While Precious thought she would enjoy the respite, she desperately misses her bossy associate detective – even Grace’s habit of talking to her shoes. And without a partner to bounce ideas off, her cases are suffering as well. Lawyer Sheba Kutso has hired the agency to investigate a young man calling himself Liso Molapo, suspecting he isn’t the real nephew to whom her late client left much of his estate. And someone is spreading malicious rumors about Mma Soleti, the owner of the titular beauty salon, destroying her business.
Grace, meanwhile, is adjusting to new motherhood and trying to cope with her husband’s poisonous aunt, who has moved in to “help” with the baby. And in the sweetest plotline, Mr. J.L.B. Matekoni, who wants to help out more at home, signs up for a course, “How to Be a Modern Husband (Level 1).” (Many potatoes valiantly give their lives in his hilarious show of devotion.)
“The Minor Adjustment Beauty Salon” is a particularly endearing entry in the long-running series, which has lost none of its gentleness or its love for Botswana, of which McCall Smith clearly has fond memories. The prolific author (at this point, critics are contractually obliged to call McCall Smith “prolific” at least once in every review) takes his time with the plot, sprinkling in plenty of musings about what makes a good detective and what really constitutes “profit.”
“Could you say that your business had expanded if it had gone from owning one teapot to two?” Precious wonders after reading a business article. While the agency has never turned a profit, it also hasn’t posted a loss recently, thanks to what a bookkeeper dubs “optimistic accounting.”
When a surgeon disparagingly comments, “Even my grandmother could be a private detective,” Precious considers the insult thoughtfully: “A grandmother would make a very good detective, she thought: grandmothers had seen a lot of human nature and could use that knowledge well.”

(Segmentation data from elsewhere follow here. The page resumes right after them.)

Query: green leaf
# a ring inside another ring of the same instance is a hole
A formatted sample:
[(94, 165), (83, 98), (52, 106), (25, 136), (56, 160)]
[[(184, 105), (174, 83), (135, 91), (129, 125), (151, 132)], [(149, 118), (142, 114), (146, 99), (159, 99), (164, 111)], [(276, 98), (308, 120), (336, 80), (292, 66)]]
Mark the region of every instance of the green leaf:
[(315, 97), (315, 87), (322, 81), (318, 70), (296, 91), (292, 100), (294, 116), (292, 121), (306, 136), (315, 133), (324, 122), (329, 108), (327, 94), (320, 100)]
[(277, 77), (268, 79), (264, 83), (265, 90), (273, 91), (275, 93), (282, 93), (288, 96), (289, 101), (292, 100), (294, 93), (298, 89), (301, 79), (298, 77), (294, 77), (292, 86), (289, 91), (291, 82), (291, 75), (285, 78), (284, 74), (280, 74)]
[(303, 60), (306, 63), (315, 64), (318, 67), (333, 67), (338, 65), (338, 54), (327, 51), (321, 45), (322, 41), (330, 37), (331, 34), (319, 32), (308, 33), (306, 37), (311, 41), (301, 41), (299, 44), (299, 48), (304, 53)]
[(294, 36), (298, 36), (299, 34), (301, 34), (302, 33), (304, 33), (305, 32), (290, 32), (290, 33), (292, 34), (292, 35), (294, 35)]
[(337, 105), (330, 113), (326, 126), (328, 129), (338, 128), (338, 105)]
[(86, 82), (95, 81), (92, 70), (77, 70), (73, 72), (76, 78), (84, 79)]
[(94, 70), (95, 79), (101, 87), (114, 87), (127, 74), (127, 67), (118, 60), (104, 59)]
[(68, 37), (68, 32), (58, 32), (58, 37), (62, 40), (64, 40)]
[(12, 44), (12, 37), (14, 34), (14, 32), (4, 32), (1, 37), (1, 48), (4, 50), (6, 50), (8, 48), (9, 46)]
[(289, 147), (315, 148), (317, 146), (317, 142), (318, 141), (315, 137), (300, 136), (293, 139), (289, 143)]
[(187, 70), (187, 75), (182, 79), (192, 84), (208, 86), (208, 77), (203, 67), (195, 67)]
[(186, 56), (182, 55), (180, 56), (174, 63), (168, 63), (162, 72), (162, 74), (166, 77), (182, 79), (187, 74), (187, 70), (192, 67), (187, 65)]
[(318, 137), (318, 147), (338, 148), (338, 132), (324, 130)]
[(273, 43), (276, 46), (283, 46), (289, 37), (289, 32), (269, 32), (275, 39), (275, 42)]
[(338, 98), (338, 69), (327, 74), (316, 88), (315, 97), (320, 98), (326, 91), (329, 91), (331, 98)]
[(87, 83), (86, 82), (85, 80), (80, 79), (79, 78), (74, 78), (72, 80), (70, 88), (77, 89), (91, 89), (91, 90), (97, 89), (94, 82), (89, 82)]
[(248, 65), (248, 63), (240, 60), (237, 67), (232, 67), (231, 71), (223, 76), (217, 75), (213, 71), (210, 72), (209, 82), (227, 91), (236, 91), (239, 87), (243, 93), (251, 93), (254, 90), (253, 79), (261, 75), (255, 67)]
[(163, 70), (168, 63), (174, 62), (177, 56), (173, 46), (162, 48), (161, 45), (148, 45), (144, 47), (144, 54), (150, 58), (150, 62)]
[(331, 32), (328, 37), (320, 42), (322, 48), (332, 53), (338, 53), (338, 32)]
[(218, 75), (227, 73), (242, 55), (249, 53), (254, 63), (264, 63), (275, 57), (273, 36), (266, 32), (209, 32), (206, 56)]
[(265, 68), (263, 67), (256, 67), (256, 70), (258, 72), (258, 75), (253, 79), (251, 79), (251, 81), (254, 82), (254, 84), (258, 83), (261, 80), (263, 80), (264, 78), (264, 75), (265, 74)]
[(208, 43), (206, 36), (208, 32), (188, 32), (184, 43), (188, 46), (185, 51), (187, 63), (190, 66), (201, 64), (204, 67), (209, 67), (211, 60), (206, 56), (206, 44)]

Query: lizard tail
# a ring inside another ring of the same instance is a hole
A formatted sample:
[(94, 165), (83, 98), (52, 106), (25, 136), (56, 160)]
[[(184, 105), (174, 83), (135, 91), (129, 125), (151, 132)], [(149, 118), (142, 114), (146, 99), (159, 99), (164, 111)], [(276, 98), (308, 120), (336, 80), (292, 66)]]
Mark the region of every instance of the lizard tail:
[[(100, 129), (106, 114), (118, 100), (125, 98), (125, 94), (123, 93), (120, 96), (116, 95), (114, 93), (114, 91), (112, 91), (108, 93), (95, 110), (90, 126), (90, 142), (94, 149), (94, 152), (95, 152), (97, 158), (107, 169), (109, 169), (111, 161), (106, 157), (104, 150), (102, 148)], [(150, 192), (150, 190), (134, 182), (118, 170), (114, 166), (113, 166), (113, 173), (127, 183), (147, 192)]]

In a true sign of grace, even Charlie, the least prepossessing of Matekoni’s apprentices, shows some late-breaking maturity. Phuti Radiphuti’s aunt, however, may be beyond even the capacious reserves of Precious’s patience, although the optimistic detective is determined to give it a shot.
“It was always worth trying: there were few people who were so unpleasant that you could not get through to them with courtesy or praise,” she thinks.
Failing that, as another character discovers, sometimes a dead cobra comes in handy.
In a series that takes kindness as a watchword, McCall Smith is unlikely to permanently break up his winning duo. He leaves his main characters, mysteries sorted, bathed in a red sunset over Botswana.
“The glow left by the sun is like a good act done,” Precious thinks, “or like love, which left the same warm signature behind.”
Yvonne Zipp is the Monitor fiction critic.